You can definitely view live tv over 3G with the Orb Live app without having your iPhone pwned or tricked into thinking it's on WiFi. I use 3G to watch tv whenever I don't have a WiFi connection available. Works just fine with 3G, just not quite as good video quality with more frequent buffering.


----------



## azcoyote85044

Maui said:


> That is very cool but how close to the receiver do you have to be?
> 
> I understand the iphone 3.0 OS is supposed to open up the broadband and allow things like SMS with photos.


To use Orb, you have to run an s-video and audio cables from the Directv receiver to the PC tv tuner, as well as an ir blaster cable, so it can't be more than a few feet away. 6 feet is probably about the limit.


----------



## Brandon428

azcoyote85044 said:


> You can definitely view live tv over 3G with the Orb Live app without having your iPhone pwned or tricked into thinking it's on WiFi. I use 3G to watch tv whenever I don't have a WiFi connection available. Works just fine with 3G, just not quite as good video quality with more frequent buffering.


Oh,they must have updated it,I haven't used it in a while.


----------



## cadams8221218

do you have to have windows media center edition to stream direct tv from your set top box to orb. I have XP home, will this do.


----------



## ticket

SlingMedia had announced towards the end of March that they have submitted their long awaited iPhone app - SlingPlayer Mobile to the App Store for approval.
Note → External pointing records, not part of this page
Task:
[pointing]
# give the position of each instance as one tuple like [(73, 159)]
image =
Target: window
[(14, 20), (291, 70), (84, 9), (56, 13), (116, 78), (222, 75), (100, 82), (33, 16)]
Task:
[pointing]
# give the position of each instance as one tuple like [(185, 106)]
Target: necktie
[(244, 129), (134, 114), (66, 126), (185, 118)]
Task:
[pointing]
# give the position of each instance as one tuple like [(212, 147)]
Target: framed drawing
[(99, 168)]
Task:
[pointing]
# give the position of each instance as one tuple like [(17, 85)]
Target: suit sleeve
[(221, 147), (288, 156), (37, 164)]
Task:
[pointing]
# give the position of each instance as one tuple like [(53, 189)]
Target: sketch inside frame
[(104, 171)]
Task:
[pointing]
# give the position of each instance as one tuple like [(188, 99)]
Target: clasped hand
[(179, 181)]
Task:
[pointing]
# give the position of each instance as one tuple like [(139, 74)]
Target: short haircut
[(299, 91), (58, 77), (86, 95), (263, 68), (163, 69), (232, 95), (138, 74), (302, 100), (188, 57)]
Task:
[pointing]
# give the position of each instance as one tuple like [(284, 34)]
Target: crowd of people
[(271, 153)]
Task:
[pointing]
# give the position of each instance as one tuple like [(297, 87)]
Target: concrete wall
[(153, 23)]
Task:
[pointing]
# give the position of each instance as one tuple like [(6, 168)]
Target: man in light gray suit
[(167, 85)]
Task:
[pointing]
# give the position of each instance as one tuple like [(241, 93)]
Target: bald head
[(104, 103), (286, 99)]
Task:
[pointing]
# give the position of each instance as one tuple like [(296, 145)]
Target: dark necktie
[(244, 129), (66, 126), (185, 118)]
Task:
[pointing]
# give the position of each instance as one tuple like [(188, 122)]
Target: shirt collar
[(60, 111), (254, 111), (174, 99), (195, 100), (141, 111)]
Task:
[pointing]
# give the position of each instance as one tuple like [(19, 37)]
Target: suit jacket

Its almost three weeks now and SlingPlayer for iPhone is still not available on the App Store. In fact we are hearing rumors that Apple might have rejected the iPhone app based on AT&T's request
more info...
http://www.iphonehacks.com/2009/04/...-iphone-rejected-from-the-app-store.html#more

another site...
Slingplayer for iPhone rejected by Apple/AT&T
http://www.9to5mac.com/sling-app-rejected


----------



## fleadog99

The slingplayer Iphone app will not work on 3g unless you jb and trick it in to using wifi. I just ordered the hauppage unit that you suggested through dell and with this discount code 65G7RQ11J?M2LH I got 15% off. so for 120.00 including tax and free shipping this is way cheaper than having slingbox and it works over 3g woohoo.


----------



## stbluesrul

Is it not possible to use the IR blaster port on the WinTV tuner to control the DirecTV receiver from Windows MCE? I'm guessing that it just works as a pass-through with the remote that comes with the WinTV tuner and thats why you need the extra IR blaster/reciever module?


----------



## Stuart Sweet

Folks, this is a really old thread. Let's start a new one for this topic if there's anything to say. 

Thanks.


----------